Does Second-Hand Smoke Cause Lung Cancer and Heart Disease?
This is a little different because we are reasonably sure there is a risk and we know the mechanism. The problem is that the risk is small and difficult to measure accurately, and Kabat argues that it is practically impossible to quantify an individual’s exposure to second-hand smoke over long periods of time. Studies have compared the spouses of smokers to the spouses of non-smokers, but some smokers bombard their spouses with clouds of smoke while others considerately smoke out on the porch, and we have no way of knowing whether the non-smoking spouses were exposed to smoke at work or elsewhere. Other studies have measured cotinine (a nicotine derivative) in the urine of those exposed to second-hand smoke, but the test only represents one point in time.

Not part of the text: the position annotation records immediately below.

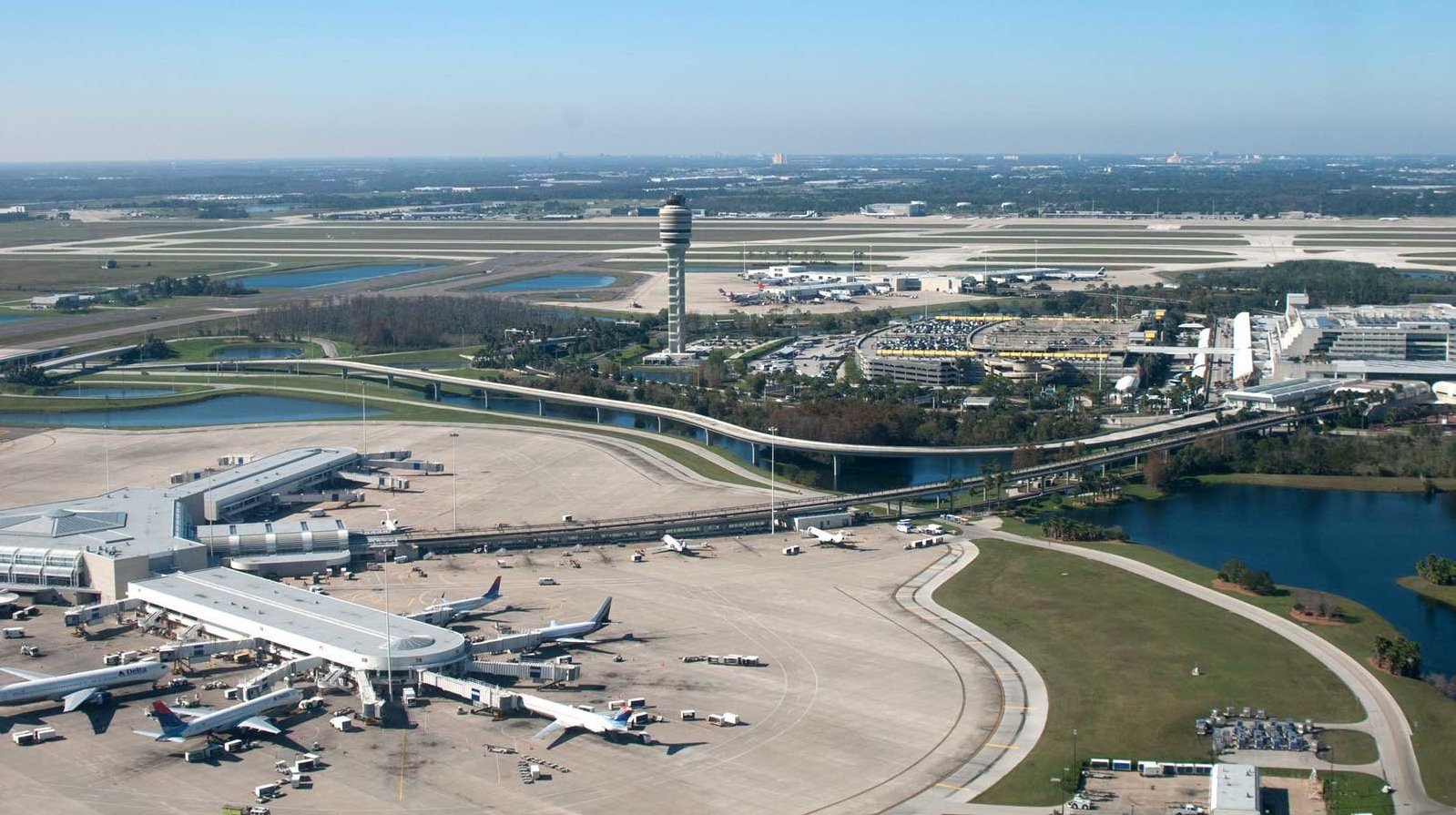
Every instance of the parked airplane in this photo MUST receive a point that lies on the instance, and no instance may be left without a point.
(571, 634)
(566, 717)
(1076, 275)
(678, 546)
(391, 525)
(447, 610)
(826, 537)
(76, 688)
(243, 717)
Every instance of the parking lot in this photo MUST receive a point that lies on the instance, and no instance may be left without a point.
(846, 713)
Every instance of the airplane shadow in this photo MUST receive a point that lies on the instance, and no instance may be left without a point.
(677, 747)
(101, 718)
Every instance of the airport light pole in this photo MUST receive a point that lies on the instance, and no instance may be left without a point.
(773, 433)
(454, 482)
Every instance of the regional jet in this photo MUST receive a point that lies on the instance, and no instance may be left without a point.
(566, 717)
(76, 688)
(243, 717)
(447, 610)
(678, 546)
(571, 634)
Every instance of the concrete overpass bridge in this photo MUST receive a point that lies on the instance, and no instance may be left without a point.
(755, 518)
(759, 442)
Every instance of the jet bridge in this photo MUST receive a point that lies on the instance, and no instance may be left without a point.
(262, 681)
(527, 641)
(472, 691)
(207, 649)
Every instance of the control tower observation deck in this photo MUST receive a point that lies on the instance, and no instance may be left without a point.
(675, 224)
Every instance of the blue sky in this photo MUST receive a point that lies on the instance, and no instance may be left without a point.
(264, 79)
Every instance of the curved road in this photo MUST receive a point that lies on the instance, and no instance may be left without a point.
(717, 425)
(1385, 719)
(1023, 693)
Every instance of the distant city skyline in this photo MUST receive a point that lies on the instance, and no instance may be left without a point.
(172, 80)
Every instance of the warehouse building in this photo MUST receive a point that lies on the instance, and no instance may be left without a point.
(1234, 790)
(90, 549)
(1315, 338)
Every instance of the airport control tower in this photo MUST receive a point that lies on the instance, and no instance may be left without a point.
(675, 224)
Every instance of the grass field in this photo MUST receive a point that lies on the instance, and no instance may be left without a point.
(1115, 652)
(1431, 717)
(1426, 588)
(43, 275)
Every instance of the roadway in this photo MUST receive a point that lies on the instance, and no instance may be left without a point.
(715, 425)
(1385, 720)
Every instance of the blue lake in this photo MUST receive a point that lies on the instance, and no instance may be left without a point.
(258, 352)
(236, 409)
(330, 277)
(1349, 543)
(564, 281)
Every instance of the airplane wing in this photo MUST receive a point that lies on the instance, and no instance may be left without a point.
(79, 698)
(260, 724)
(549, 731)
(25, 674)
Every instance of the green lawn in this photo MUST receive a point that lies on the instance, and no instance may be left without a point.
(1347, 747)
(709, 462)
(1427, 588)
(1361, 484)
(1117, 654)
(1431, 717)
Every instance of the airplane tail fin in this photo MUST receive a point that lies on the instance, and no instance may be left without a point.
(169, 720)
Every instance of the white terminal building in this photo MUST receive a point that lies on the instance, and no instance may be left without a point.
(1416, 341)
(89, 549)
(230, 605)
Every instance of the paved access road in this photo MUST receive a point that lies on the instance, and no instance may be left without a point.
(1383, 718)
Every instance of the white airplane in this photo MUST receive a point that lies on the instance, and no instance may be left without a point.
(826, 537)
(1074, 275)
(391, 525)
(447, 610)
(76, 688)
(678, 546)
(243, 717)
(566, 717)
(573, 634)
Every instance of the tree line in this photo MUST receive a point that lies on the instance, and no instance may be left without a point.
(1441, 571)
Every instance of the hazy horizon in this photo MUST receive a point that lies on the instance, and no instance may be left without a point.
(372, 80)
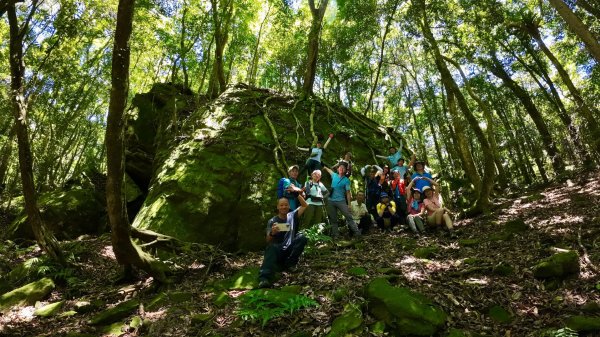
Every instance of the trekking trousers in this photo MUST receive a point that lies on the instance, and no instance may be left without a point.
(332, 207)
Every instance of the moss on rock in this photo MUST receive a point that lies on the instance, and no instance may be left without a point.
(116, 313)
(584, 323)
(68, 214)
(350, 319)
(407, 312)
(27, 294)
(49, 309)
(499, 314)
(426, 252)
(558, 265)
(215, 178)
(515, 226)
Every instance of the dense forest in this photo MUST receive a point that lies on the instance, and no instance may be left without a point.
(141, 144)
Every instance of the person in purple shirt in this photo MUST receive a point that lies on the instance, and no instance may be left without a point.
(420, 173)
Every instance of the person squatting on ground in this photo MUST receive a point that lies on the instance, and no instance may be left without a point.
(436, 214)
(339, 200)
(290, 187)
(285, 244)
(398, 191)
(401, 167)
(372, 186)
(394, 155)
(419, 168)
(386, 213)
(416, 209)
(360, 214)
(316, 152)
(315, 192)
(349, 164)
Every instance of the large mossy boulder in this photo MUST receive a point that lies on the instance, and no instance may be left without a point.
(27, 294)
(559, 265)
(68, 213)
(405, 312)
(213, 168)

The association of heart disease with passive smoking is much weaker than the association with lung cancer, and anti-smoking activists lost all credibility when they extrapolated from poor data and tried to claim that passive smoking caused 50,000 cardiac deaths a year in the US.
99.99% of the Pesticides in Our Diet are Natural and Unavoidable
There is a strong ideological environmental movement that is predisposed to find dangers from artificial chemicals in our environment. They seldom put those fears into perspective with natural and unavoidable chemicals. Bruce Ames, originator of the Ames test, a biological assay to identify carcinogens, co-wrote a paper showing that 99.99% of pesticides in the American diet are chemicals that plants produce to defend themselves. About half of the natural pesticides that have been tested are carcinogenic in rodents. They concluded that “natural and synthetic chemicals are equally likely to be positive in animal cancer tests. We also conclude that at the low doses of most human exposures the comparative hazards of synthetic pesticide residues are insignificant.”
Reading this book will give you a better understanding of what epidemiology can and can’t do, and insight into how the rational scientific process can be perverted by the press, politicians, and grass-roots activists. One unstated take-home lesson from this book is that we should worry less about potential small environmental dangers and do something about the very large and preventable environmental danger of smoking.